Les journalistes indépendants ont été particulièrement ciblés par la répression. Natalia Radina, rédactrice en chef du site Charter97.org, a été emprisonnée par le KGB sous prétexte de son implication dans l’organisation des manifestations. Sa fille a été maltraitée, subissant une commotion cérébrale après avoir été battue. D'autres journalistes, comme Iossif Siareditch du journal Narodnaïa Volia et Alekseï Saleï, photoreporter pour Glos Znad Niemna, ont été interrogés par les autorités qui cherchaient des preuves de liens entre l’opposition et les manifestations. En parallèle, Loukachenko a limogé des responsables médiatiques proches de son administration, accusés de ne pas avoir maîtrisé la communication autour de son élection, notamment Natalia Petkevitch et Alexandre Zimovski.
Les médias d’État ont également fait face à une pression croissante. Cependant, certains journalistes des chaînes officielles ont commencé à désobéir aux ordres du régime. Sergueï Darafeev, une figure de la télévision biélorusse, a dévoilé des vidéos de fraude électorale forcée, montrant des étudiants contraints de participer au vote anticipé, ce qui a contribué à la montée des critiques contre le régime. Darafeev a également confronté la directrice de la commission électorale dans une interview qui a provoqué sa colère et conduit à l'interdiction de son émission. Un autre journaliste, Alexeï Laoutchouk, a perdu son emploi pour avoir refusé de rédiger un article diffamatoire contre les manifestants. Ces actes de désobéissance ont montré les fissures au sein même du système médiatique contrôlé par Loukachenko.

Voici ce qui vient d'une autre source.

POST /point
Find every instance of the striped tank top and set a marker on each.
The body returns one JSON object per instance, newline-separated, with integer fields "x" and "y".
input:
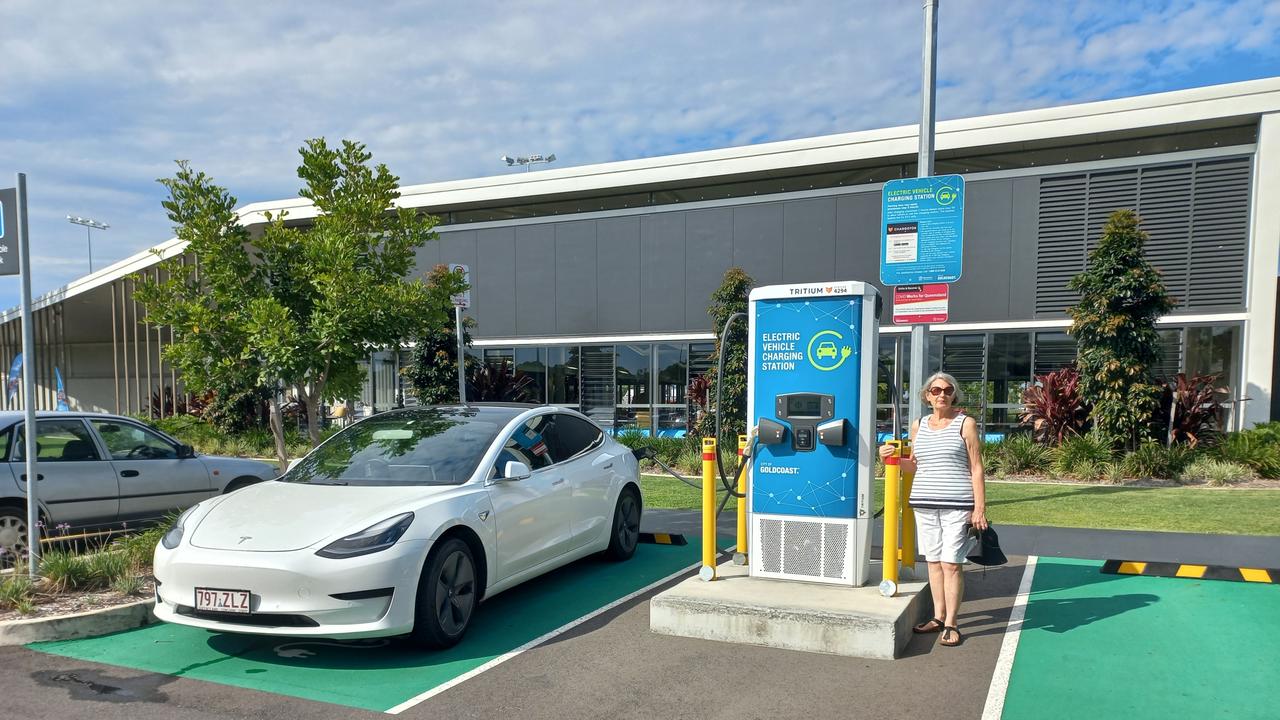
{"x": 942, "y": 478}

La répression a eu des conséquences graves pour l’opposition et les manifestants. Plus de 500 personnes ont été condamnées à des peines de prison, souvent de dix à quinze jours, pour leur participation aux manifestations. Cinq des neuf candidats à la présidentielle et 21 leaders de l’opposition ont été incarcérés à la maison d’arrêt du KGB. Ces leaders ont été officiellement accusés d’avoir organisé des émeutes après l’élection, et risquent de lourdes peines de prison allant de cinq à quinze ans. Cette répression a non seulement étouffé toute forme de protestation contre le régime, mais elle a aussi exacerbé l’isolement international de la Biélorussie, le pays étant accusé de violer systématiquement les droits de l’homme et les libertés fondamentales.